At close range on iPerf I was able to achieve an average of over 530Mbps with large file transfers ranging from 55MB/s to 65MB/s. The range is good and having a single router centrally located in my brick-built 4-bed semi-detached I was able to get a reliable signal in most rooms. This did obviously drop down considerably, and in my spare bedroom which is up and across two rooms, the speeds dropped down to around 40Mbps.

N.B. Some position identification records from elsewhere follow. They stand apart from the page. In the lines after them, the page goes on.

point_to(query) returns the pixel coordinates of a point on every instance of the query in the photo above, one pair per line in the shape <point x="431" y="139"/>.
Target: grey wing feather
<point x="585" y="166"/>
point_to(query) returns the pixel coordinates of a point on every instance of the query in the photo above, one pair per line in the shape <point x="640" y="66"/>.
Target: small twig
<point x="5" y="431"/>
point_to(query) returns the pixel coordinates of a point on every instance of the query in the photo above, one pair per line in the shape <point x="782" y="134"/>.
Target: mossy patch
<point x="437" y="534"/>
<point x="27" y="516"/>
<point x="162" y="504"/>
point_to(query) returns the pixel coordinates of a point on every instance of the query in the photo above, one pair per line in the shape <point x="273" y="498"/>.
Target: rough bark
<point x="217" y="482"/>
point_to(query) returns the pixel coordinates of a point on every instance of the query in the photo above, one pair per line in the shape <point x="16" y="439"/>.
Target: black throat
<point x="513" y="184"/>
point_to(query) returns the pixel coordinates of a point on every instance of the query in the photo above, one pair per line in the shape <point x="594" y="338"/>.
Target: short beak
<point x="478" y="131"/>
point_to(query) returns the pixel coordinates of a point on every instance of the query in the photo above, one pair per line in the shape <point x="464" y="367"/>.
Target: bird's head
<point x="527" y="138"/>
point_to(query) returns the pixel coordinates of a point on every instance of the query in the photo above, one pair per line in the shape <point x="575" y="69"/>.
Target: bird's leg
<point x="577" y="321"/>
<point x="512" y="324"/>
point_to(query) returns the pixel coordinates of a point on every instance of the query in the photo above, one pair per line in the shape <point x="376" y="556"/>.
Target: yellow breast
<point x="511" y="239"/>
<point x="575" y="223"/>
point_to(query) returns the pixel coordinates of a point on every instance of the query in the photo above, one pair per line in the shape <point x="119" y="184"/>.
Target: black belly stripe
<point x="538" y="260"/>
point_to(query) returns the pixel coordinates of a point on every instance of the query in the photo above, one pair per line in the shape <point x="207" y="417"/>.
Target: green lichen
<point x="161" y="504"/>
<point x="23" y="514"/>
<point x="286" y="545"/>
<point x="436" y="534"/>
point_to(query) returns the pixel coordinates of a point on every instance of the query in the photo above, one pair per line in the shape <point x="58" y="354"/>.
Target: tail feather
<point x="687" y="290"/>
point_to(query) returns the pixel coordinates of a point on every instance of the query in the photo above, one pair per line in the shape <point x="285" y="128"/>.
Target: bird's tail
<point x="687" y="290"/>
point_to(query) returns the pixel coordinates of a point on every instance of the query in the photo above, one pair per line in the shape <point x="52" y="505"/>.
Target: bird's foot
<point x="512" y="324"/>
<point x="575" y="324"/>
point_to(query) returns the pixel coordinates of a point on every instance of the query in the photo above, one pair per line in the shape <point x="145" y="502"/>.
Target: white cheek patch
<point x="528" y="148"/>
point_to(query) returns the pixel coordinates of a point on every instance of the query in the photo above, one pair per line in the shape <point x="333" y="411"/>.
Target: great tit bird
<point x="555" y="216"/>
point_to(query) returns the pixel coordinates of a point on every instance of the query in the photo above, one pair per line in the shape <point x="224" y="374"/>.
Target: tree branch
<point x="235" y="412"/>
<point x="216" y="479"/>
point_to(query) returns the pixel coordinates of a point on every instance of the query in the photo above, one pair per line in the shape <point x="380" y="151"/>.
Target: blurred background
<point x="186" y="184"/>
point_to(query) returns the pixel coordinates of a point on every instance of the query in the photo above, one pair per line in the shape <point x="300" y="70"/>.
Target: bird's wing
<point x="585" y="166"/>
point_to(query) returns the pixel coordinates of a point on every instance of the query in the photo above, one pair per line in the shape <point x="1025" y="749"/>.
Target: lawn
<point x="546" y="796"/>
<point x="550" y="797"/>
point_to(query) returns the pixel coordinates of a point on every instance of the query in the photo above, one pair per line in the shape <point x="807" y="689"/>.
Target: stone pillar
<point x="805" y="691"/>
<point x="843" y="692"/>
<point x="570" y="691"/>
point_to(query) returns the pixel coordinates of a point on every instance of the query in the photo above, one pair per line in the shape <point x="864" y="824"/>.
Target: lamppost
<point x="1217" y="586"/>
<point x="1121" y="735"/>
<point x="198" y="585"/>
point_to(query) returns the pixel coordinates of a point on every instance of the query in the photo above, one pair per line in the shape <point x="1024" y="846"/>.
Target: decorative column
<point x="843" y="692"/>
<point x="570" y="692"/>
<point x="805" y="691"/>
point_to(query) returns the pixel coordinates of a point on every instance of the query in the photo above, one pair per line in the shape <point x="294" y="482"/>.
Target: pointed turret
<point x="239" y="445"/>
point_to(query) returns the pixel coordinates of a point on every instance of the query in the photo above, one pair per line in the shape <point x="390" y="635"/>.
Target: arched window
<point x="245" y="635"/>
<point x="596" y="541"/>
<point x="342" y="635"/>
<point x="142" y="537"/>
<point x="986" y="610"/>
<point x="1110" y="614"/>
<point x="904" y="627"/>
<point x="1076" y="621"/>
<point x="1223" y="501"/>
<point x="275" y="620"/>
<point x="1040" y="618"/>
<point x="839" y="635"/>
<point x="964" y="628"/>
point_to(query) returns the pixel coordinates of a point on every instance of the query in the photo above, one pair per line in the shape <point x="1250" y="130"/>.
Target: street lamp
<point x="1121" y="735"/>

Using the satellites improved performance across the house and using the 2nd satellite I was able to get a strong signal in my garage which is across the back garden with the garage being brick-built itself. The tri-band helps maintain speeds between satellites, with these running I was able to increase speeds in the spare bedroom to 346Mbps and also get over 120Mbps in the garage.
Moving around the home while connecting to Wi-Fi caused little issue, and the system appears to be able to handoff to the closest satellite seamlessly.
Once set up and working this is an excellent system, it offers superb value for money being cheaper than other tri-band systems on the market and offers performance well above its price point.
Sadly, it is let down slightly by the more difficult than normal set up process, this was annoying for me, but for someone less technical it could result in them giving up and returning the system.
I am indifferent towards the design, I can appreciate the appeal of a smaller system, but to then have the satellites propped up on display seems like a strange idea.
Overall, if you are will to be patient with the setup process, this is a good mesh Wi-Fi system offering excellent value for money.
Fantastic price to performance ratio with a trade-off of a troublesome setup process.